Dalam pengkajian keadaan bayi saat lahir yang didapat dari pengkajian yang dilakukan penulis yaitu keadaan umum baik, compossmentis menurut teori Green & Wilkinson, (2012) menyebutkan status penampilan kesehatan pada bayi baru lahir normal, tingkat kesadaran composmentis atau apatis. Apgar score yang didapatkan dari pengkajian penulis diperoleh denyut jantung di menit pertama lebih dari 100 kali (2), menit kelima lebih dari 100 kali (2), menit kesepuluh lebih dari 100 kali (2). Pernafasan menit pertama baik (2), menit kelima baik (2), menit kesepuluh baik (2). Tonus otot menit pertama sedang (1), menit kelima baik (2), menit kesepuluh baik (2). Peka rangsang menit pertama meringis (1), menit kelima meringis (1), menit kesepuluh menangis (2). Warna bayi menit pertama merah jambu (1), menit kelima merah jambu (1), menit kesepuluh merah jambu (1). Hal tersebut sesuai dengan teori Sujiyatini, (2009) yang menjelaskan beberapa bayi dapat mencapai angka 10, dan tidak jarang, bayi yang sehat mempunyai skor yang lebih rendah dari biasanya, terutama pada menit pertama saat baru lahir. Tindakan resisutasi yang dilakukan suction. Plasenta normal, katiledon lengkap, panjang tali pusat 49 centimeter, diameter 2 centimeter, hal tersebut sesuai dengan teori Johariyah, (2012) yang menyebutkan plasenta berbentuk bundar dengan ukuran 15 cm x 20 cm dengan tebal 2,5 cm sampai 3 cm, panjang sekitar 25 sampai 60 cm. Dari hasil pengkajian Inisiasi menyusu dini (IMD) yang ada di Rumah Sakit diperoleh hasil – (tidak dilakukan oleh perawat), tindakan tersebut tidak dilakukan karena perawat disana yang sudah memiliki perosedur tindakan sesuai dengan SOP yang ada, tetapi tidak melakukan prosedur
tindakan IMD tersebut, Inisiasi menyusu dini (IMD) mempunyai keuntungan dalam pemberian ASI, mempererat hubungan ibu dan anak, memberi kehangatan tubuh, dan memberi rasa aman (Wong, 2009).
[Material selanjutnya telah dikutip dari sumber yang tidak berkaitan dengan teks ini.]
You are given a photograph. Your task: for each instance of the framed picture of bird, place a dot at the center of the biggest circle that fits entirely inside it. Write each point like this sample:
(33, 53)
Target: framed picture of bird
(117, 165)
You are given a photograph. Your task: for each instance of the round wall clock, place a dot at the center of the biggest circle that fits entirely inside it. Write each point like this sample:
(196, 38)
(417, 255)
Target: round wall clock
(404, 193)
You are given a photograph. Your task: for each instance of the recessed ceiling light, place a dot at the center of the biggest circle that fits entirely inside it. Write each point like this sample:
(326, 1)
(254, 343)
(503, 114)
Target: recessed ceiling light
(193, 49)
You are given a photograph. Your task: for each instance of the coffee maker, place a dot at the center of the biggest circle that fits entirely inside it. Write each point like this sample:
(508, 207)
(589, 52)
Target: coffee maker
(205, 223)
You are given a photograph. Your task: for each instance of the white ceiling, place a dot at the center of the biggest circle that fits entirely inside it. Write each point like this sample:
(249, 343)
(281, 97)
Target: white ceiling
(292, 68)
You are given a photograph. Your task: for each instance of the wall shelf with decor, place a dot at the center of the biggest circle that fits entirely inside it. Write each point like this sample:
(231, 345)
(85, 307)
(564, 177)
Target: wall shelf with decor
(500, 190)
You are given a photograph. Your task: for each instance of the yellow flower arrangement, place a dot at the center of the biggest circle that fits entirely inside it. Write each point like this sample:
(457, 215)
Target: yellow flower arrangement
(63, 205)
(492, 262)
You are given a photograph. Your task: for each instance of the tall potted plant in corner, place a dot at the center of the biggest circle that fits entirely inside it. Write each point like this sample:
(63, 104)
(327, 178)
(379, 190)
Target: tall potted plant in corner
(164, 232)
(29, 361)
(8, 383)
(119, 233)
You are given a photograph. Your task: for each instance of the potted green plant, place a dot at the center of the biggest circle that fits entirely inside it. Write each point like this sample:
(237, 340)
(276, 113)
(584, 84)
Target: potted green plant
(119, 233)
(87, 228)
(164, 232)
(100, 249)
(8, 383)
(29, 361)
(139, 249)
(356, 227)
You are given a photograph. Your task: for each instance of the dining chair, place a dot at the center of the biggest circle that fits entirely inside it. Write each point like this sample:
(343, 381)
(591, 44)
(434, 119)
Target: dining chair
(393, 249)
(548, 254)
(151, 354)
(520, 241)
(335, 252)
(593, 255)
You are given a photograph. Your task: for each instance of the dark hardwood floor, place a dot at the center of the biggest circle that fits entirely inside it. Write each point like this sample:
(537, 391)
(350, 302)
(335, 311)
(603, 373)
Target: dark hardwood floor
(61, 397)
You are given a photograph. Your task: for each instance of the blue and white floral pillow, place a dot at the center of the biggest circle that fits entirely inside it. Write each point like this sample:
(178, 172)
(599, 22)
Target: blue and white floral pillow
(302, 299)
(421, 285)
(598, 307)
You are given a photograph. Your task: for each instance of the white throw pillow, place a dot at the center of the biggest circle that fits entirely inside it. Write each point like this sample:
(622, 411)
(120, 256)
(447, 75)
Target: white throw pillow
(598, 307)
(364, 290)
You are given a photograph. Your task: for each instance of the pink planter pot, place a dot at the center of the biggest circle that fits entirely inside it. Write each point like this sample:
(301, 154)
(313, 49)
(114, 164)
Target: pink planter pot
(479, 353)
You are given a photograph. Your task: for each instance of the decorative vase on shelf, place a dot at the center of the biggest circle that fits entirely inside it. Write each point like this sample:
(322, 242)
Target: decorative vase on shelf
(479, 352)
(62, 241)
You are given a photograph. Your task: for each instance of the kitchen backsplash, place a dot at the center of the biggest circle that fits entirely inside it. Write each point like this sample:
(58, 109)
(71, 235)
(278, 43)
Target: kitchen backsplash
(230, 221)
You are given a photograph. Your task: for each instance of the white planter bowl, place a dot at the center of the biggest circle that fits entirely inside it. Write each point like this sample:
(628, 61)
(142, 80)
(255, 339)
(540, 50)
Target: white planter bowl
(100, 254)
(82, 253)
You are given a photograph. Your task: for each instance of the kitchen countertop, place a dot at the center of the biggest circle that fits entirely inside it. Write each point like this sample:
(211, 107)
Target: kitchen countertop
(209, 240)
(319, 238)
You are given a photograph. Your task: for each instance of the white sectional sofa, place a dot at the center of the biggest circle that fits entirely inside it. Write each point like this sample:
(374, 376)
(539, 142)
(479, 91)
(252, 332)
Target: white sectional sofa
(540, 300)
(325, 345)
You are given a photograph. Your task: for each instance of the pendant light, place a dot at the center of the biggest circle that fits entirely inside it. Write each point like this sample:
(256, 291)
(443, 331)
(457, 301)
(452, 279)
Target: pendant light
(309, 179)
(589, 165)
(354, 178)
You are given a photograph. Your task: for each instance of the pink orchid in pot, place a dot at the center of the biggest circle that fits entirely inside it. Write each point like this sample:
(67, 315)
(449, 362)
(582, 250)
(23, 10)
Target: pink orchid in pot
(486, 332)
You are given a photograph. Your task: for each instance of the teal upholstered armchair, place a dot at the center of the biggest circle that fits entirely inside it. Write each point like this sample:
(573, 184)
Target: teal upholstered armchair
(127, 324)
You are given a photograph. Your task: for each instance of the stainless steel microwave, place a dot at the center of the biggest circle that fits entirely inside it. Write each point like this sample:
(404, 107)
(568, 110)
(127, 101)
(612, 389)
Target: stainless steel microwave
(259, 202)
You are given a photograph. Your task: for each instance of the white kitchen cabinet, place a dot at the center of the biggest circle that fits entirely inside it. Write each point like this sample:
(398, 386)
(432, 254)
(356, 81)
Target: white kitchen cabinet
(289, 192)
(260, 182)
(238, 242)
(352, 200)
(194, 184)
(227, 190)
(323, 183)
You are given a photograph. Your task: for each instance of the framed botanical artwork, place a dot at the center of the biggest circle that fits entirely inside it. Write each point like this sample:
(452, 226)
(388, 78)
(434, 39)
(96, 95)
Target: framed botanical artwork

Dalam pengkajian pemeriksaan fisik yang dilakukan oleh penulis pada klien didapatkan hasil yaitu berat badan 2.900 gram, panjang badan 48 cm, linkar kepala 34 cm, lingkar dada 32 cm, hal tersebut sesuai dengan teori Wong, (2009) yang menyebutkan ukuran umum bayi baru lahir normal yaitu berat badan lahir 2700-4000 gram, panjang kepala-tumit 48-53 cm, lingkar kepala 33-35 cm lebih besar 2-3 cm dari lingkar dada, lingkar dada 30,5-33 cm. Hasil pemeriksaan TTV didapatkan tekanan darah (-) tidak ditemukan karena tidak dilakukan dilahan, nadi 144 x/menit, pernafasan 48 x/menit, suhu 35,8°C, menurut dengan teori Wong, (2009) suhu aksila 36,5°-37°C, denyut jantung apikal 120-140 x/menit, respirasi 30-60 x/menit, tekanan darah 65/41 mmHg di lengan dan betis, suhu aksilar bayi mengalami
hipotermi
karena
perubahan
suhu
lingkungan
yang
menyebabkan bayi kedinginan. Kepala berbentuk simetris, fontanetal anterior berbentuk berlian, fontanetal posterior berbentuk segitiga, ubun-ubun datar, hal tersebut sesuai dengan teori Wong, (2009) yang menyebutkan ukuran umum pengkajian kepala bayi normal yaitu simetris, fontanetal anterior berbentuk berlian, fontanetal posterior berbentuk segitiga, ubun-ubun datar. Mata berbentuk simetris kanan-kiri, kelopak mata edema, air mata tidak ada, reflek kornea ada sebagai respon terhadap sentuhan, reflek pupil ada sebagai respon terhadap cahaya, reflek mengedip ada sebagai respon cahaya atau sentuhan,
hal tersebut sesuai dengan teori Wong, (2009) yang menyebutkan ukuran umum pengkajian mata bayi normal yaitu berbentuk simetris kanan-kiri, kelopak mata edema, air mata tidak ada, reflek kornea ada sebagai respon terhadap sentuhan, reflek pupil ada sebagai respon terhadap cahaya, reflek mengedip ada sebagai respon cahaya atau sentuhan. Hidung normal simetris, lubang hidung ada, pernafasan cupping hidung tidak ada, suara tambahan tidak ada, septum normal tidak ada devisiasi, cairan hidung ada, hal tersebut sesuai dengan teori Wong, (2009) yang menyebutkan ukuran umum pengkajian hidung bayi normal simetris, ada lubang hidung, tidak ada pernafasan cupping hidung, tidak ada suara tambahan, septum normal tidak ada devisiasi, terdapat cairan dihidung. Mulut simetris, uvula digaris tengah, reflek hisap kuat dan terkoordinasi, reflek rooting baik, hal tersebut sesuai dengan teori Wong, (2009) yang menyebutkan ukuran umum pengkajian mulut normal bayi yaitu uvula digaris tengah, frenulum lidah, frenulum bibir atas, reflek menghisap kuat dan terkoordinasi, reflek rooting, langit-langit melengkung tajam dan utuh. Telinga simetris kanan dan kiri, reflek kejut ada, cairan telinga ada, hal tersebut sesuai dengan teori Wong, (2009) yang menyebutkan ukuran umum pengkajian telinga bayi normal yaitu reflek kejut yang dibangkitkan oleh suara keras dan mendadak, adanya cairan ditelinga. Leher bergerak normal kekanan dan kekiri, reflek leher tonik, hal tersebut sesuai dengan teori Wong, (2009) yang menyebutkan ukuran umum pengkajian leher bayi normal yaitu adanya lipatan kulit, reflek leher tonik.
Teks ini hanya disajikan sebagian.